If I would have read the documentation more carefully it is pretty clear:

Spawn the provided task on the JoinSet, returning an AbortHandle that can be used to remotely cancel the task.

You do not have to .await the returned JoinHandle to make the provided future start execution. It will start running in the background immediately when spawn is called.

This "do not have to" sounded to me like "you don't have to, but you can" ... ^^.

Can you show me how I could control/limit the spawned tasks in an async fashion? I think I would need something like an "async iterator" (don't know if that exists) over "ids" wrapped in a control loop to limit the amount of spawned tasks.

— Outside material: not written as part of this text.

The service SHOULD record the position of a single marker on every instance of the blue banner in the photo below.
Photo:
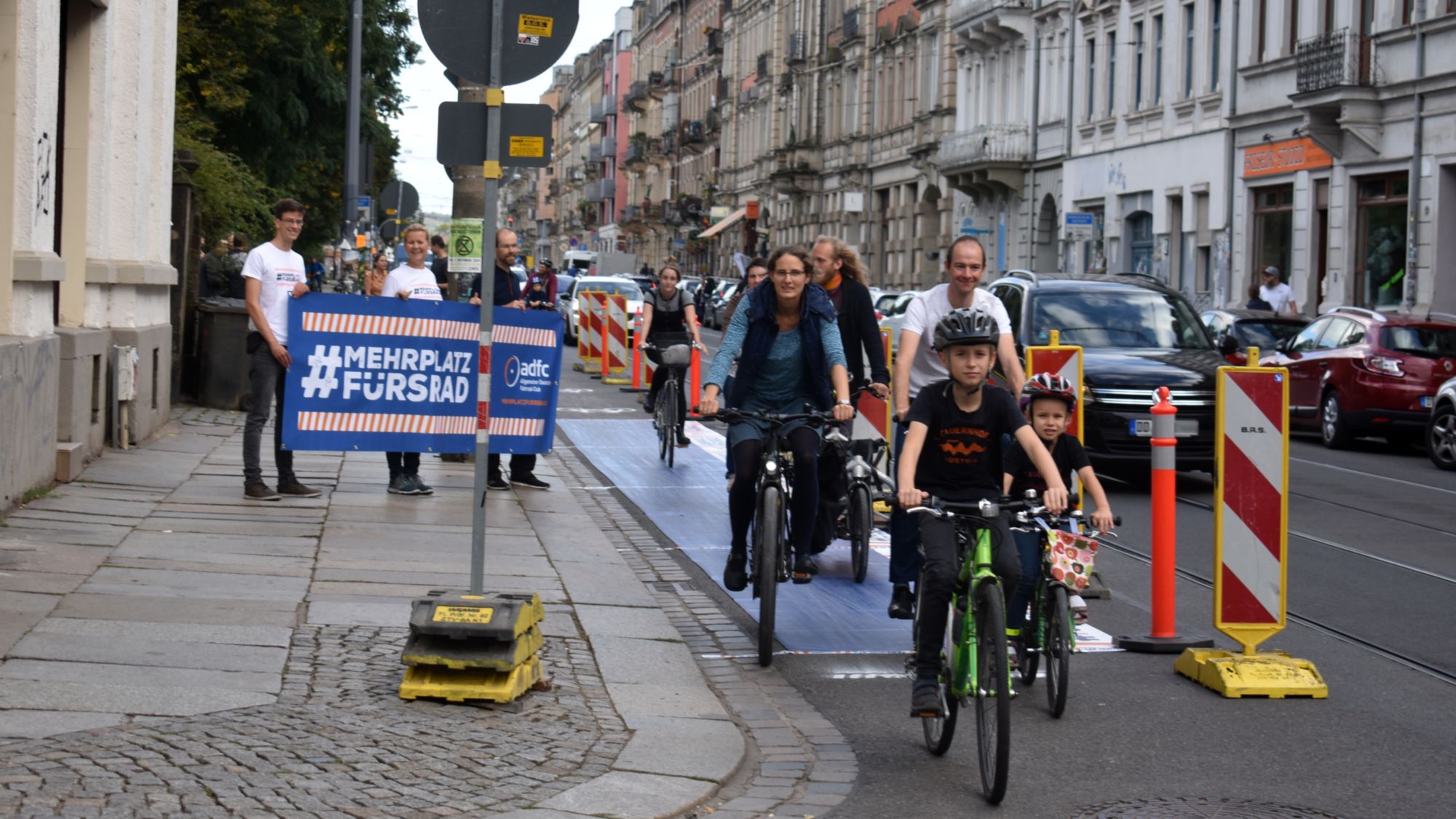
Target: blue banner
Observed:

use rand::{thread_rng, Rng};
use std::sync::Arc;
use tokio::sync::Mutex;
use tokio::task::JoinSet;
use tokio::time::{sleep, Duration};


#[tokio::main]
async fn main() {
    const ITEMS: u64 = 10;
    let ids: Vec<u64> = (1..=ITEMS).into_iter().collect();
    let max_concurrent: usize = 2;
    let futures = Arc::new(Mutex::new(JoinSet::new()));
    for id in ids {
        create_futures(Arc::clone(&futures), id).await;
    }
    println!(
        "{} futures and max {} parallel executions",
        ITEMS, max_concurrent
    );
    execute_futures(Arc::clone(&futures), max_concurrent).await;
}
async fn create_futures(futures: Arc<Mutex<JoinSet<()>>>, id: u64) {
    let mut locked_futures = futures.lock().await;
    locked_futures.spawn(async move {
        let num: u64 = thread_rng().gen_range(10..200);
        println!("START id: {} with {}ms", &id, &num);
        sleep(Duration::from_millis(num)).await;
        println!("STOP id: {}", id);
    });
}

async fn execute_futures(futures: Arc<Mutex<JoinSet<()>>>, max_concurrent: usize) {
    let counter: usize = 0;
    let mut locked_futures = futures.lock().await;
    while locked_futures.join_next().await.is_some() {
        loop {
            if counter < max_concurrent {
                break;
            }
        }
    }
}

How about something like this?

use tokio::time::{sleep, Duration};
use rand::{thread_rng, Rng};
use tokio::task::JoinSet;

#[tokio::main]
async fn main() {
    let max_concurrent = 2;
    let ids: Vec<u64> = (1..=10).into_iter().collect();
    let mut join_set = JoinSet::new();
    
    for id in ids {
        while join_set.len() >= max_concurrent {
            join_set.join_next().await.unwrap().unwrap();
        }
        join_set.spawn(my_bg_task(id));
    }
    
    println!("DONE SPAWNING");
    
    while let Some(output) = join_set.join_next().await {
        output.unwrap();
    }
    
    println!("ALL DONE");
}

async fn my_bg_task(id: u64) {
    let num: u64 = thread_rng().gen_range(10..200);
    println!("START id: {} with {}ms", id, num);
    sleep(Duration::from_millis(num)).await;
    println!("STOP id: {}", id);
}
3 Likes

Would this alternate phrasing have helped avoid that?

Thank you for the runnable example, looks great.

Short after my reply (during googling for "async iterator" ^^ ) I realized, that probably another while loop is the way to go.
Good timing and you saved me some time here :slight_smile: thank you very much!!

I will give it a try.

The provided future will start running in the background immediately
/// when spawn is called, even if you don't await the returned
/// JoinHandle.

Yes that sounds very good to me.
I hope my "approve" in github was ok/expected. I don't have much experience with it ... :see_no_evil: :sweat_smile:

1 Like

@alice
I was able to integrate the stuff in my app and I also created a simple example with indicatif based on your example here.

This topic was automatically closed 90 days after the last reply. We invite you to open a new topic if you have further questions or comments.